Robotics is a powerful STEM organizer that allows for a diverse set of subjects to be integrated and taught in a rich context. Whether you’re a formal education teacher, an informal education facilitator, or a competition coach, if you’re looking to reach the most valuable and transferable learning outcomes with your students through robotics should enroll in the Carnegie Mellon Robotics Academy’s Certified Teacher Training. A certified educator has the opportunity to offer the Carnegie Mellon Robotics Academy certification within their own classrooms and learning environments, providing the students with evidence of their valuable experience that they can showcase. 

  • On-site training is conducted at the National Robotics Engineering Center (NREC) in Pittsburgh, PA. 
  • In Live Online training, educators learn from a Robotics Academy instructor from anywhere in the world through interactive sessions. (Live sessions are recorded)

As part of the training, teachers also learn how to use the CS-STEM Network (CS2N.org) to create “Groups” with their students, track progress, and collect assignments. 

Coding and Computational Thinking with VEX IQ 2nd Gen is designed for student self-pacing individually, or in small groups, (preferably pairs). Each individual or group should work together at one computer, with one VEX IQ robot. The exact number of contact hours provided in the curriculum will vary, given the self-paced nature of the materials, along with other factors such as class length and frequency.

One of the biggest challenges facing teachers today is meeting the needs of each individual student in their classroom; that is the core of differentiated instruction. Differentiated instruction asks teachers to approach students at their instructional level, and requires students to show evidence of growth from their instructional level. Differentiated instruction encompasses more than just assessment. It involves all aspects of instruction: classroom delivery, overall learning environment, learning content, and assessment. The curriculum provides many opportunities for students of all abilities.

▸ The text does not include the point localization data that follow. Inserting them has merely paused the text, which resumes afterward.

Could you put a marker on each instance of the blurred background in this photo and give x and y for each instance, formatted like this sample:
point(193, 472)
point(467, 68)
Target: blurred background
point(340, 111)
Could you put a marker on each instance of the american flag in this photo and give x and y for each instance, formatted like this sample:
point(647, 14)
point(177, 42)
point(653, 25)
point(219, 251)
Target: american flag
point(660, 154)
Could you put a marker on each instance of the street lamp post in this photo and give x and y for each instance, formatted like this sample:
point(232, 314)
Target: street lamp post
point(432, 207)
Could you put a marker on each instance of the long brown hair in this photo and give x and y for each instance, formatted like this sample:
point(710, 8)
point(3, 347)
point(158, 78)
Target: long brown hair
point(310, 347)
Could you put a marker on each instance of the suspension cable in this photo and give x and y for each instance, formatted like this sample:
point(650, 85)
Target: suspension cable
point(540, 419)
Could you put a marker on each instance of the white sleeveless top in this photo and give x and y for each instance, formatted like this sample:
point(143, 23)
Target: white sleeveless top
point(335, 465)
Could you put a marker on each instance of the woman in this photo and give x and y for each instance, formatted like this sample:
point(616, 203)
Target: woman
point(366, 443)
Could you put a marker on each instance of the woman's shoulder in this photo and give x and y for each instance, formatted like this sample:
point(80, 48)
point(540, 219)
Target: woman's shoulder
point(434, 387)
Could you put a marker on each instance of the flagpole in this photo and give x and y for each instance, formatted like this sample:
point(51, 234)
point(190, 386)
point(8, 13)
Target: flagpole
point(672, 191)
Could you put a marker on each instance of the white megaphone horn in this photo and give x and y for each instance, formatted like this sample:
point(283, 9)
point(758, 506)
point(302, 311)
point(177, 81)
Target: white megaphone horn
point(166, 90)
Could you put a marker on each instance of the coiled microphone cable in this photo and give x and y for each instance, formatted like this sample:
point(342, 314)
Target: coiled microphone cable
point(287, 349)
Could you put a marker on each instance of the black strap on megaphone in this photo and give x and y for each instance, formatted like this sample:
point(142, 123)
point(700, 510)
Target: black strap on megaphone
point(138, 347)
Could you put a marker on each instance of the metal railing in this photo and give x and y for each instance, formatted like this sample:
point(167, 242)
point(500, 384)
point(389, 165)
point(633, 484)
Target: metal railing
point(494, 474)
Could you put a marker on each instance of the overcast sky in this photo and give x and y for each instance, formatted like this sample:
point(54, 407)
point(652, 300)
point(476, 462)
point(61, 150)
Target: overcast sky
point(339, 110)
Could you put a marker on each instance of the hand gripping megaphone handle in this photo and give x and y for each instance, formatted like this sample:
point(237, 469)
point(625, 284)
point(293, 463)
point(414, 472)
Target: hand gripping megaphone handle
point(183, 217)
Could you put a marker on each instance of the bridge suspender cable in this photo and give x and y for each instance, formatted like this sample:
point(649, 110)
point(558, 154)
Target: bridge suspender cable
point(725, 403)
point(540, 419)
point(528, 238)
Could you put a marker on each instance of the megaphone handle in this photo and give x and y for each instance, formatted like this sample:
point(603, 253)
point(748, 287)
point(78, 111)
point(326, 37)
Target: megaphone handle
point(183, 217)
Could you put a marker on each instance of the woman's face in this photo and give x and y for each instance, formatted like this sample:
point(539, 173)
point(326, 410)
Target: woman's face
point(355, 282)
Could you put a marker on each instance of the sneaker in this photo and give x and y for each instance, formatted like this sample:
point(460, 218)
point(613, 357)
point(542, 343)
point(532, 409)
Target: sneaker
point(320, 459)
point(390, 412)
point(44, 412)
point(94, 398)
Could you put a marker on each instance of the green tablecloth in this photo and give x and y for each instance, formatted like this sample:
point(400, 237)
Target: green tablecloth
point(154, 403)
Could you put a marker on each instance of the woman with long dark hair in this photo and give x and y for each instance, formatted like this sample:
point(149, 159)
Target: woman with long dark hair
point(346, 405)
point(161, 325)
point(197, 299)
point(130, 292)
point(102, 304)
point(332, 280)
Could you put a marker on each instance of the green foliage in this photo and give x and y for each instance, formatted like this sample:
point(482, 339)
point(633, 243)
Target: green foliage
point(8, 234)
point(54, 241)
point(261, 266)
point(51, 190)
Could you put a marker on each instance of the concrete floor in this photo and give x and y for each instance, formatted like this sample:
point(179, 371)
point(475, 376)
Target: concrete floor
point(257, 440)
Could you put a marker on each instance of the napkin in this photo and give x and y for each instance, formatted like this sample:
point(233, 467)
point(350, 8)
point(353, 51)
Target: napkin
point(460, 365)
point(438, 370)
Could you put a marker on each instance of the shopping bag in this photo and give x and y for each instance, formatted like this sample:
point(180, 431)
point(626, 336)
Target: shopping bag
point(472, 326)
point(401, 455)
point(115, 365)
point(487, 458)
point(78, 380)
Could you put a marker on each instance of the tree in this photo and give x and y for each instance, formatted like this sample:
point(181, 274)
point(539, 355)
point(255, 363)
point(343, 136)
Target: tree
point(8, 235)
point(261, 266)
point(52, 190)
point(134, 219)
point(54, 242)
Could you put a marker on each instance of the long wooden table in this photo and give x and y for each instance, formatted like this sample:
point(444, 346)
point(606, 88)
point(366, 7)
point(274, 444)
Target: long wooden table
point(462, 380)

Curriculum tasks are designed to involve some – but not extensive – mechanical consideration, so that hands-on design tasks may remain authentic without becoming logistically difficult.

A typical plan for a curriculum module is:

  1. View the introductory content as a class, or in individual groups, then review the challenge for the unit
    • In a group, identify and note key capabilities the robot must develop, and problems that must be solved in individual engineering journals or class logs (e.g. on sticky paper posted on the walls)
  2. Individuals or groups proceed through the materials at their own pace, following the instruction directly, and constructing solutions to the Try It! and Mini-Challenge steps as they go
  3. Each individual or group constructs its own solution to the Unit Challenge
    •  Groups may be asked to document their solutions in journals or logs, and especially to explain how they overcame the key problems identified at the start of the unit

 

VEX Hardware and Software

Other Materials

  • Black electrical tape
  • Open areas for the robot to safely move
  • Small, colored objects for the robot to manipulate. We like the Cube kit
  • Boxes or other objects to serve as barriers and obstacles
  • Meter sticks
  • Protractors